Ja, und ich erinnere mich an wahnsinnig viele kleine Details. Ich habe zum Beispiel unglaublich viel Zeit damit verbracht, zu Fuß durch die Stadt zu laufen. Etwa vom Wannsee nach Kreuzberg. Oder ich habe mir Tempelhof angeschaut, der damals geschlossen war. Man konnte sich da völlig frei bewegen. Und das habe ich getan. Es war eine wirklich tolle Stadt, und die Leute haben mich sehr gut behandelt, egal, wo ich hingegangen bin. Du konntest zum Beispiel einfach in irgendeine Eckkneipe gehen und hast da sehr gutes Bier bekommen – gutes Fassbier mit einer schönen Schaumkrone. Du durftest dich nur nicht an den Stammtisch setzen (lacht). Die Leute dort wussten, wie man die Dinge angeht. Und die Technik der Schallplatten, die da aufgenommen wurden, war unglaublich. Viel besser als irgendwo anders. Von daher war es ein sehr guter, interessanter Ort.

Seitdem waren Sie öfter dort. Wie hat sich die Stadt verändert?
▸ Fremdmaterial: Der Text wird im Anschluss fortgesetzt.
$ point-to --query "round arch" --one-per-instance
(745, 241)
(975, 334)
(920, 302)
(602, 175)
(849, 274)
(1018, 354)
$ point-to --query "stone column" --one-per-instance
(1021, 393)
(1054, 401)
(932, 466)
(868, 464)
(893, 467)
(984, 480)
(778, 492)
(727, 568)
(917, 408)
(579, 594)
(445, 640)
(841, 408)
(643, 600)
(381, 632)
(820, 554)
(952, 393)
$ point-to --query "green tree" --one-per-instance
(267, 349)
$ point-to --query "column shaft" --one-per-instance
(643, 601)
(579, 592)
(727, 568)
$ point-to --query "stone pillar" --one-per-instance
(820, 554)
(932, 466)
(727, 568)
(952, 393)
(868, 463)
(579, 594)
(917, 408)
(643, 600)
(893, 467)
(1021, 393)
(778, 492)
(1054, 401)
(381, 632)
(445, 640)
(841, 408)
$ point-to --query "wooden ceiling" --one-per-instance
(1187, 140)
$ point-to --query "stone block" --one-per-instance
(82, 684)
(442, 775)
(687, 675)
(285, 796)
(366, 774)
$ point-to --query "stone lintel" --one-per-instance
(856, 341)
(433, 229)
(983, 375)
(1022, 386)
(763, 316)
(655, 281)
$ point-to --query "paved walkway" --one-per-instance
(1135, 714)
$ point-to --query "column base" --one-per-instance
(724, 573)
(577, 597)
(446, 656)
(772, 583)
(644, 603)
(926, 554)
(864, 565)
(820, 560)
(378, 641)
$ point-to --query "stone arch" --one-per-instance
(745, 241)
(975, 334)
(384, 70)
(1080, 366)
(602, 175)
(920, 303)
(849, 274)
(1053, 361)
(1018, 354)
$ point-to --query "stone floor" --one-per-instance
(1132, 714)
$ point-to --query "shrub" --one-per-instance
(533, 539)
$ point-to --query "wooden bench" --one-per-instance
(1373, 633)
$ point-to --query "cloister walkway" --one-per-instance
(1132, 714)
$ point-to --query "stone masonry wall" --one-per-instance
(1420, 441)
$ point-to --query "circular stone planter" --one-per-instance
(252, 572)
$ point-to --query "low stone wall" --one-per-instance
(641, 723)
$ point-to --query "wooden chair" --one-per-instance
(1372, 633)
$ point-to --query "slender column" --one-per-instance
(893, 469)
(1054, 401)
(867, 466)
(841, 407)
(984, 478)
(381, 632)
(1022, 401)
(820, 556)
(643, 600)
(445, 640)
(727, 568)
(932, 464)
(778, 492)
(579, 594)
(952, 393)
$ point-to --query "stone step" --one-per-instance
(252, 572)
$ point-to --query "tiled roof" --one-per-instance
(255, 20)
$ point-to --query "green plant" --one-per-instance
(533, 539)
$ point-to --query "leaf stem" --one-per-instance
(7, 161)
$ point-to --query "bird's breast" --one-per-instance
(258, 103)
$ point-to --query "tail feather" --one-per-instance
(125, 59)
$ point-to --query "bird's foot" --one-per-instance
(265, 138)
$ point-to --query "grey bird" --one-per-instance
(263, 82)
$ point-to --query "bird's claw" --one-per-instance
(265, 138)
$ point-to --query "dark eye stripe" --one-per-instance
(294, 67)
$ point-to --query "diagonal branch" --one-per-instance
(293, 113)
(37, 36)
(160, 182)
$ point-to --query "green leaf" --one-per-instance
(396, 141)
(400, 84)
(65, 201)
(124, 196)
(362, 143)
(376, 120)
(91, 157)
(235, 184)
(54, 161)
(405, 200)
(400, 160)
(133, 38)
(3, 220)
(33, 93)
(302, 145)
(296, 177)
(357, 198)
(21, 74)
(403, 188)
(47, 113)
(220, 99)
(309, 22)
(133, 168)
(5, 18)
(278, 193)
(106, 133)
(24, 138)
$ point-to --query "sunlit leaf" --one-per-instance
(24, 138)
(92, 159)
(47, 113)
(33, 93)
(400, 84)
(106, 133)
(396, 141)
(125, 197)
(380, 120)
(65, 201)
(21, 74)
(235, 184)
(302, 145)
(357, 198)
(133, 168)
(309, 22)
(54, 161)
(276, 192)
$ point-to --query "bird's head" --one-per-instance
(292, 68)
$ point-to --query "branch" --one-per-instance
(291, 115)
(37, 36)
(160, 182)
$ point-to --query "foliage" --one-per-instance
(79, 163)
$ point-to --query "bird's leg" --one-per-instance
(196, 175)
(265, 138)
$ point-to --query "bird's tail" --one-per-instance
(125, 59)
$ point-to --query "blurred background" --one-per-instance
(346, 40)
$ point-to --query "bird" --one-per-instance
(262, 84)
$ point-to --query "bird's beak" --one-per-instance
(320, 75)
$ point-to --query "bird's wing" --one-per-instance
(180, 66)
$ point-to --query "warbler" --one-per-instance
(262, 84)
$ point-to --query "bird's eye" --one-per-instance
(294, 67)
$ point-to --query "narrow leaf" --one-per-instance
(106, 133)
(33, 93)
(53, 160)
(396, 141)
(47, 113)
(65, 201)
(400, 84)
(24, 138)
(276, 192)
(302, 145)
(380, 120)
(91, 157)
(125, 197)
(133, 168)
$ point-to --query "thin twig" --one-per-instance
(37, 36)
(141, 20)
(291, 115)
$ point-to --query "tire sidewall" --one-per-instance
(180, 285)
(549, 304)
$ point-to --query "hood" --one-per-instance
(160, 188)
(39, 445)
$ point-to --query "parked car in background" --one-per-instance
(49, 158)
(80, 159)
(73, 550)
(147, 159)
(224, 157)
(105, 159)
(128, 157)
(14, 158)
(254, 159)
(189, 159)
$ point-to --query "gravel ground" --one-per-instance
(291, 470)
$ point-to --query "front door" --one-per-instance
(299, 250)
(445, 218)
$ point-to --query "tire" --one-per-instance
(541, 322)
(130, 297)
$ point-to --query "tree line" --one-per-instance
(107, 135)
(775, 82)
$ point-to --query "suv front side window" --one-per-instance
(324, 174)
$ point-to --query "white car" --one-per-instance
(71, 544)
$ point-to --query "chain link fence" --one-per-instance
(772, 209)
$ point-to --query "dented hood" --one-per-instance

Ich würde sagen, sie hat viel von ihrer Persönlichkeit und ihrem Charakter verloren. Sie ist jetzt eigentlich wie jede andere westliche Großstadt – mit denselben Geschäften wie überall. Und mit sehr vielen, sehr lauten Baustellen. Also zu viel Lärm, zu viele Touristen, zu viel saubere, neue Gebäude. Nicht mein Ding. Und dadurch, dass sie jetzt doppelt so groß ist wie früher, erscheint sie mir auch viel unübersichtlicher. Mir hat das alte Berlin besser gefallen. Und hinzu kommt: Wenn du dich dort mit Leuten unterhältst, ist kaum noch jemand von dort. Die sind alle erst in den letzten Jahren zugezogen. Gibt es überhaupt noch richtige Berliner?

Sprechen Sie Deutsch?
Ein bisschen kriege ich noch hin: „Ich habe vergessen meine Worten. Ich haben viel gelernt auf die Kneipen und die Ecken, mit die Alten. Die Jungen will nicht sprechen mit mir.“ (Lacht) Im Ernst: Die Studenten haben es gehasst, sich mit anderen zu unterhalten. Sie waren sehr übellaunig und misstrauisch. Die wollten einfach ihr Haschisch rauchen und in Ruhe gelassen werden. Zumindest war es damals so. Heute ist es anders. Es ist alles ein bisschen anders, wenn Sie wissen, was ich meine.